なぜお彼岸は一年に二回あるのか?

お彼岸はなぜ一年に二回あるのか?目線を変えて紹介します。 写真:ぱくたそ

お彼岸が一年に二回ある理由

今日彼岸 菩提の種を まく日かな

これは、松尾芭蕉の詠んだ歌として伝えられています。

「菩提」とは「智慧」を意味していて、つまりは智慧を得るための行いをしましょうというのが、お彼岸なのです。

そして「智慧」は古代インドの言葉で「パーラミター」というのにならい、お彼岸では「六波羅蜜」という6つの修行をすることを教えています。

それは、

  • 布施
  • 持戒
  • 忍辱
  • 精進
  • 禅定
  • 智慧

の六つをいいます。

関連六波羅蜜とは?語源やお彼岸との関係について

 

さて、今回は少し視点を変えて見てみましょう。

お彼岸は春と秋の二回ありますが、なぜ一年に二回、お彼岸の法要をするのでしょうか?ご先祖さまの供養はは一度してればいいんじゃないか、と思う人も、多いのではないかと思います。

一年に二回お彼岸をする理由。

そこには、繰り返し行うという意味が含まれています。

人間はすぐに忘れてしまう生き物です。年に一度といわず、何度も何度も繰り返し行っていくことが必要なのです。

お彼岸になれば、多くの人がお寺やお墓へお参りをし、ご先祖様の供養をするでしょう。

ご先祖様を供養し、お寺で法話を聞くことで、仏の心が養われます。

すなわち、よりよい人格が形成されて、そこから生きがいのある生活が開けてくるのです。

どういうことかというと、例えばお寺で「いいことをしましょう、悪いことはやめましょう」という話を聞いたとします。そこで「ああ確かにその通りだ」と納得すると、そのときには「私もいいことをして悪いことはやめるように心がけよう」と思います。しかし、日にちがたつとどうでしょうか。実践することをやめ、お寺で聞いたことも忘れてしまうのではないでしょうか。

お墓参りをしてご先祖様に手を合わすと、今の自分はご先祖様のおかげ、先に亡くなった人のおかげと、故人を思い、偲び、感謝の心がわいてくるでしょう。しかし、時間がたてばその心も消えてなくなってしまいます。

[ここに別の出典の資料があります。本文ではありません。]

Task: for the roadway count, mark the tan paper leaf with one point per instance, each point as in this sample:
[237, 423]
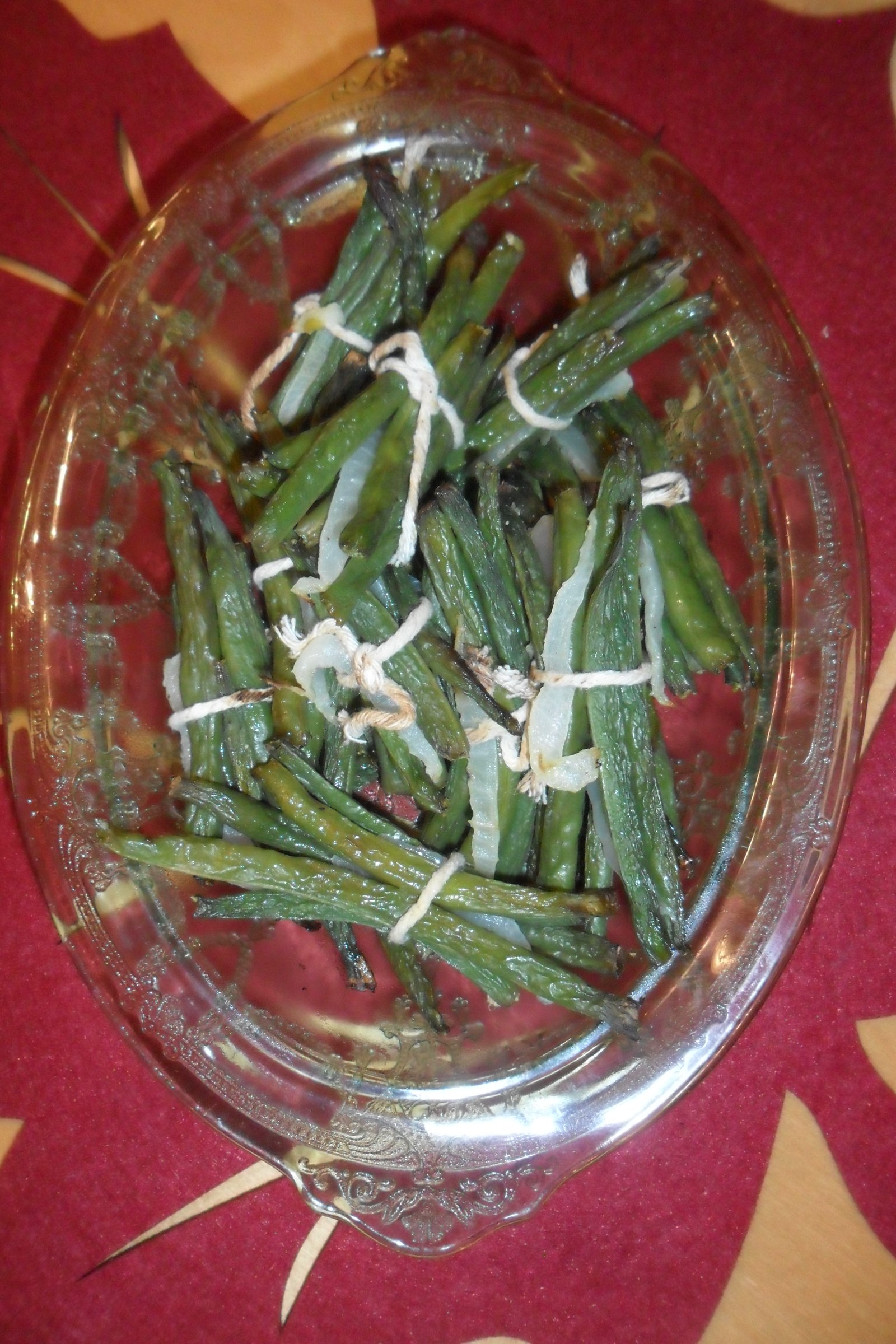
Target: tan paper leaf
[8, 1131]
[54, 192]
[22, 270]
[810, 1269]
[832, 8]
[305, 1261]
[881, 690]
[251, 1178]
[257, 54]
[130, 172]
[879, 1042]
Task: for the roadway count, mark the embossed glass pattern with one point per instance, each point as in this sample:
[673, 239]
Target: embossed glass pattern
[425, 1141]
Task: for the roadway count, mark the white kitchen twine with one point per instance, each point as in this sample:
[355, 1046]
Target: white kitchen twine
[416, 151]
[580, 277]
[586, 680]
[367, 673]
[203, 709]
[270, 569]
[515, 752]
[401, 929]
[665, 489]
[308, 315]
[423, 386]
[516, 398]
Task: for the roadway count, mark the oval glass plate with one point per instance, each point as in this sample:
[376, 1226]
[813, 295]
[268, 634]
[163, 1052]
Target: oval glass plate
[426, 1141]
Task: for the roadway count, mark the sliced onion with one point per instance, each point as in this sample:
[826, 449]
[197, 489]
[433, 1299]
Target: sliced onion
[419, 746]
[543, 541]
[551, 710]
[651, 581]
[578, 452]
[483, 774]
[171, 686]
[331, 557]
[615, 388]
[573, 773]
[301, 378]
[503, 925]
[323, 652]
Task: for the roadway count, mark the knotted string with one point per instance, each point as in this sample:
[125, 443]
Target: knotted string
[423, 386]
[308, 316]
[367, 673]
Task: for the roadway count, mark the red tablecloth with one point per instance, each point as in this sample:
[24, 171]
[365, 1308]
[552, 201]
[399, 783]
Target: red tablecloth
[789, 123]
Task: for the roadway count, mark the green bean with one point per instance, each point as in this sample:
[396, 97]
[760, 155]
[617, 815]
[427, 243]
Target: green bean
[242, 631]
[452, 578]
[366, 229]
[675, 662]
[634, 296]
[199, 640]
[492, 529]
[391, 778]
[665, 776]
[413, 978]
[595, 867]
[358, 973]
[287, 888]
[621, 731]
[403, 213]
[414, 778]
[480, 955]
[295, 717]
[689, 613]
[436, 716]
[633, 417]
[481, 389]
[258, 822]
[347, 431]
[388, 480]
[570, 523]
[334, 797]
[564, 811]
[402, 869]
[340, 753]
[445, 831]
[544, 461]
[571, 382]
[516, 824]
[574, 948]
[493, 277]
[530, 577]
[366, 254]
[444, 233]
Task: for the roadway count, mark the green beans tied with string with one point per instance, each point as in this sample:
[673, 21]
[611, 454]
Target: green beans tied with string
[464, 570]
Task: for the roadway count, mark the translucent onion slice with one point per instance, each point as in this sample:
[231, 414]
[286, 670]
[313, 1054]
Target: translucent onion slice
[503, 925]
[578, 452]
[551, 710]
[483, 774]
[419, 746]
[602, 825]
[171, 686]
[615, 388]
[651, 581]
[325, 651]
[543, 541]
[331, 557]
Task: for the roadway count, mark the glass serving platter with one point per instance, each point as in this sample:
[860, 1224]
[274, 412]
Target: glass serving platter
[426, 1141]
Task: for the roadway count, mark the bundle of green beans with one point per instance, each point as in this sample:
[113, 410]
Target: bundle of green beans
[321, 487]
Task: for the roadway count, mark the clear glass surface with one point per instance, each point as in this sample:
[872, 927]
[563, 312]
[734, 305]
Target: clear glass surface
[426, 1141]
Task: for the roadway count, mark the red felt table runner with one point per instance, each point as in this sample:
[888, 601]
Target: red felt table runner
[789, 123]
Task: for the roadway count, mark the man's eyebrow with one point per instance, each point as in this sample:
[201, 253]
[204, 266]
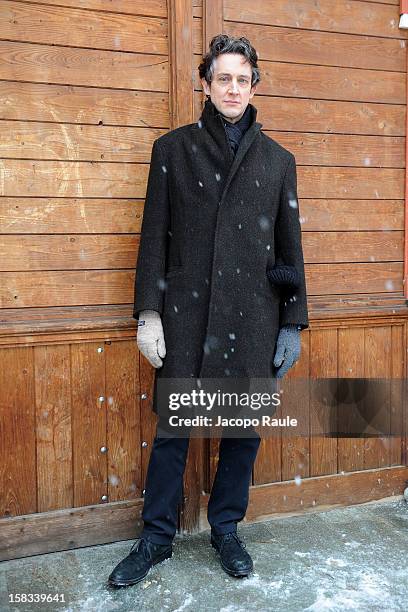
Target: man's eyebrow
[228, 74]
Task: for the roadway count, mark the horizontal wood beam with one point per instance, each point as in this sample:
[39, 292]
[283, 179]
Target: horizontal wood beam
[35, 534]
[318, 493]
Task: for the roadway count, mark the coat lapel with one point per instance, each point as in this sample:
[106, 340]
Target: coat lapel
[212, 121]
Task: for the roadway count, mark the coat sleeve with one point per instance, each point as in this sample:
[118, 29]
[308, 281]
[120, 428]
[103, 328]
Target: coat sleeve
[288, 246]
[151, 260]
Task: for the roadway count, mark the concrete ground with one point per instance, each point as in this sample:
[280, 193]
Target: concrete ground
[343, 559]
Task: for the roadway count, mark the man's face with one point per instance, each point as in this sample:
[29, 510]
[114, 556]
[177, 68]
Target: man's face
[230, 89]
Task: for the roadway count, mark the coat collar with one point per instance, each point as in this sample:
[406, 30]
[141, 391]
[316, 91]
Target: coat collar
[211, 119]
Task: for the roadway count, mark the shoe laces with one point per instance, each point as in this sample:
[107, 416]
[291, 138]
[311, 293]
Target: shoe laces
[232, 536]
[141, 543]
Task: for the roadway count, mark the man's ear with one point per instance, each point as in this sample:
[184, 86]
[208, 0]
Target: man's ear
[253, 90]
[205, 86]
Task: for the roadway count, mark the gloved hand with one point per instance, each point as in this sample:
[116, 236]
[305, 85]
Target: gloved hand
[150, 337]
[287, 349]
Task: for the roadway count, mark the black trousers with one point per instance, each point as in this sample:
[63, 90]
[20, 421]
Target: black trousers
[228, 501]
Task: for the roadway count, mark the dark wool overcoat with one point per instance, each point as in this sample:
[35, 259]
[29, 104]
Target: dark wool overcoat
[212, 226]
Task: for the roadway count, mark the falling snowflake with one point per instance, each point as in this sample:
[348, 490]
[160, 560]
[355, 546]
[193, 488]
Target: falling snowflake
[264, 223]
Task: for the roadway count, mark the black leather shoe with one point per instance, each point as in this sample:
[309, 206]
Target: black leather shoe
[143, 555]
[233, 557]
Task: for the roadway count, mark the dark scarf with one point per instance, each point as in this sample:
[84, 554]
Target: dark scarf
[235, 131]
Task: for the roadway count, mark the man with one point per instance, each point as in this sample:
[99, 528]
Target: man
[219, 288]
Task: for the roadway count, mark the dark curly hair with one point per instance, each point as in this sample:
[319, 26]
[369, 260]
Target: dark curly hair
[222, 43]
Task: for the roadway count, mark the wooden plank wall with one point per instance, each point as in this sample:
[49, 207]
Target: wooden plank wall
[84, 91]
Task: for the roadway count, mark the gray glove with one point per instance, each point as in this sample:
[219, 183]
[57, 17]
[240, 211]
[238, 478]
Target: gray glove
[150, 337]
[287, 348]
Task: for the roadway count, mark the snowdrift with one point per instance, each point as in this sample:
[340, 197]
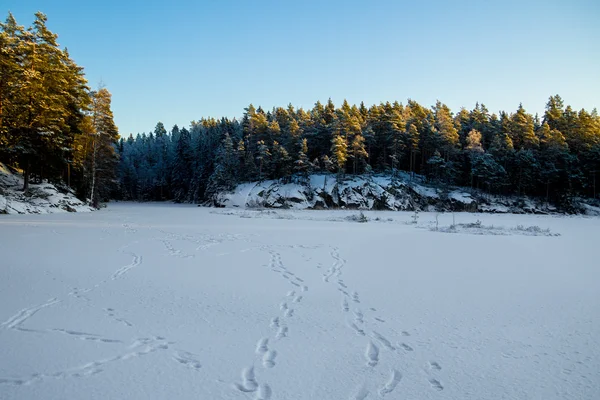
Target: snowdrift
[43, 198]
[380, 192]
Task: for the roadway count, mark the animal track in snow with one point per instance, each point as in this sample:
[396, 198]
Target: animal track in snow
[264, 392]
[249, 383]
[269, 359]
[281, 332]
[406, 347]
[111, 313]
[391, 384]
[262, 346]
[345, 307]
[137, 260]
[434, 365]
[358, 317]
[372, 354]
[139, 348]
[436, 384]
[356, 329]
[361, 394]
[86, 336]
[187, 359]
[16, 320]
[381, 339]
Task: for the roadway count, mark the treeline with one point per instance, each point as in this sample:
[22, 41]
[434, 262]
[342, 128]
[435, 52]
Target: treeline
[52, 126]
[557, 156]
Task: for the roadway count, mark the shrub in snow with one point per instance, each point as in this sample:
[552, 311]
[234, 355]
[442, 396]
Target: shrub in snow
[358, 218]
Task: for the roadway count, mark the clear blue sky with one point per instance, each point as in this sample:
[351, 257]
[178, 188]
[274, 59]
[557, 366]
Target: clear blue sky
[183, 60]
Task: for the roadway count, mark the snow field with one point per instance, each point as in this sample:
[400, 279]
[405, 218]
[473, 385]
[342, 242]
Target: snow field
[158, 301]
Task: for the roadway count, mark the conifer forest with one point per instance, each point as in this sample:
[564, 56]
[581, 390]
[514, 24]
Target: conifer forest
[53, 126]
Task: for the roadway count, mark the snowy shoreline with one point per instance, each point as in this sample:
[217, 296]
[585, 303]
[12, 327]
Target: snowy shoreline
[43, 198]
[381, 192]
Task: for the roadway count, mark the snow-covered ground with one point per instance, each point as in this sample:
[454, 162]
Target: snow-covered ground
[384, 192]
[43, 198]
[160, 301]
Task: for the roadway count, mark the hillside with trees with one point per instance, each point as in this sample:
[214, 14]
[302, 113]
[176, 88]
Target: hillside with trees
[52, 126]
[555, 157]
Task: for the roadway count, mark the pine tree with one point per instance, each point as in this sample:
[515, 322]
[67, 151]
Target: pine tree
[181, 174]
[302, 165]
[103, 156]
[263, 157]
[339, 153]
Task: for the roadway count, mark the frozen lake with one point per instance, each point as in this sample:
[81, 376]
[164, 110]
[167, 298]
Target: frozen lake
[162, 301]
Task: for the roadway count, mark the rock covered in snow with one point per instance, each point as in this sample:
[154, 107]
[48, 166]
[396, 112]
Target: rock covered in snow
[379, 192]
[43, 198]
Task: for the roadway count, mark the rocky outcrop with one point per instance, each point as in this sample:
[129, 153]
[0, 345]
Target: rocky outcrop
[41, 198]
[380, 192]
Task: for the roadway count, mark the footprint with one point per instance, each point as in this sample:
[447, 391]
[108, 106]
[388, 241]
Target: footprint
[262, 346]
[269, 359]
[264, 392]
[372, 354]
[361, 394]
[274, 323]
[434, 365]
[358, 317]
[436, 385]
[391, 384]
[356, 329]
[249, 383]
[406, 347]
[345, 306]
[281, 332]
[187, 359]
[381, 339]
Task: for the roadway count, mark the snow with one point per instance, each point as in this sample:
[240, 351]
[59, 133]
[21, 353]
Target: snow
[156, 301]
[43, 198]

そのときには頑張ろう、感謝しよう、ありがたい、などの清らかな心が育まれるのに、時間がたてば忘れてしまっているのが人間です。

何かモノを取りに行って、トイレに立ち寄ったら何を取りに来たのか忘れ、そもそもモノを取りに来たこと自体忘れてしまうほど、集中力の続かないのが人間です。

春にお寺へお参りしても、そこで聞いた話のほとんどは秋のお彼岸の時には覚えていないことがほとんどです。

だからこまめに思い出し、実践する時間を作らなければいけないのです。

今日彼岸 菩提の種を まく日かな

松尾芭蕉はお彼岸を「菩提の種をまく日」だと詠みました。「花を咲かす日」とは詠まなかったのです。

春にまいた種は、縁が実れば芽が出て花が咲きます。しかし、芽が出ずに花が咲かないこともあります。花が咲かなければ、また種をまけばいいのです。

何回も何回も話を聞いて、実践して、努力して、そうしていい心を養っていい人格を形成していくのです。

お墓参りをしてご先祖様を供養するのは、できることなら毎日するのがいいのです。毎日ご先祖様を供養して、心を養っていくのがいいのです。

しかし、なかなか日常生活の中ではできません。だから、二回あるお彼岸をご縁にして、心を養っていくのです。